Objective To explore the predictive performance of machine learning models integrating clinico-pathological features and inflammatory markers for lymphovascular invasion (LVI) before gastric cancer surgery.
Methods A retrospective cohort of 193 gastric cancer patients from The First Hospital of Lanzhou University (training set) and 185 patients from Zhongshan Hospital, Fudan University (validation set) was included. Preoperative clinical pathological characteristics, tumor markers, and inflammatory markers were collected to identify independent risk factors for LVI. Six machine learning models were established in the training set.
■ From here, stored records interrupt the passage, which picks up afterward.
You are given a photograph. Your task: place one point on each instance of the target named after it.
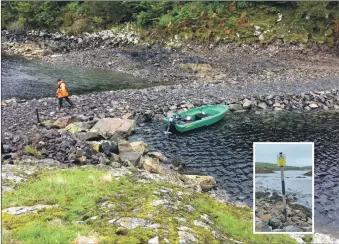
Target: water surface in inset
(296, 184)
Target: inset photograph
(283, 187)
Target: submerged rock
(109, 126)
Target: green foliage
(303, 22)
(244, 5)
(151, 12)
(81, 192)
(33, 15)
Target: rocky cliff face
(40, 43)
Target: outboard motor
(171, 120)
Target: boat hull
(215, 112)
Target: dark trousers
(67, 99)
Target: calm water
(301, 187)
(225, 152)
(25, 79)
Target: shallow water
(300, 187)
(224, 151)
(28, 79)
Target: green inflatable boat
(195, 118)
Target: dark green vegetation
(81, 193)
(302, 22)
(269, 168)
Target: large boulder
(132, 157)
(152, 165)
(74, 128)
(124, 146)
(157, 155)
(90, 136)
(109, 126)
(139, 146)
(205, 182)
(63, 122)
(108, 147)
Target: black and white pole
(282, 163)
(283, 191)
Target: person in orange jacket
(62, 93)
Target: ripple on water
(225, 152)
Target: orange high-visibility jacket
(62, 90)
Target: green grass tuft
(80, 192)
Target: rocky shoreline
(20, 129)
(299, 217)
(178, 61)
(246, 78)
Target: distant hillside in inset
(261, 167)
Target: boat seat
(199, 116)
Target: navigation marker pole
(281, 163)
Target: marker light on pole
(281, 161)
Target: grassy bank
(80, 194)
(242, 22)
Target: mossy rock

Model performance was evaluated using area under the receiver operating characteristic (ROC) curve (AUC), calibration curve, decision curve analysis (DCA), and Brier scores. Shapley additive explanations (SHAP) was applied for model interpretability.
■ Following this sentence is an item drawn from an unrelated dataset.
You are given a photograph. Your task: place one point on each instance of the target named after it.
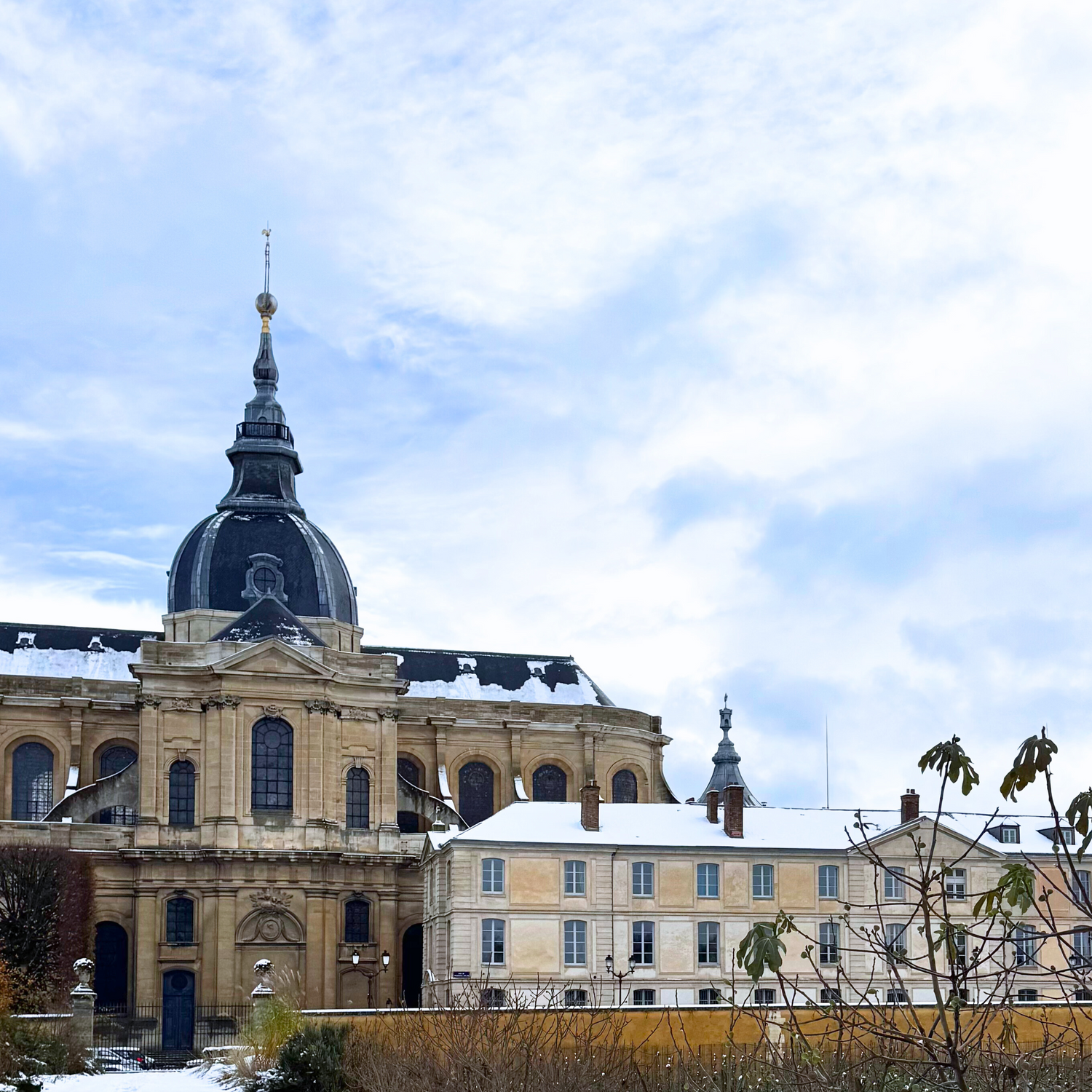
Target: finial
(266, 303)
Results The multivariate logistic regression showed increased tumor invasion depth (T-stage), lymph node metastases (N-stage), and the systemic immune-inflammation index (SII) were independent risk factors for gastric cancer LVI (P<0.05). Using these three indicators, 6 machine learning models were developed, all of which demonstrated favorable predictive performance, with 0.79 and 0.76 of minimum AUC values in the training set and the validation set, respectively. Among them, the light gradient boosting machine (LightGBM) model exhibited the best overall performance, achieving AUCs of 0.83 and 0.82 in the training set and the validation set, along with Brier scores of 0.163 and 0.187, respectively. Calibration and DCA curves further confirmed that the model possesses strong predictive accuracy and application value. SHAP analysis showed the feature importance in LightGBM model, identifying the N-stage as the top contributor, followed by the T-stage and the SII.
Conclusion The machine learning models incorporating clinical pathological features and inflammatory indicators can effectively predict LVI status in gastric cancer, with the LightGBM model demonstrating optimal performance.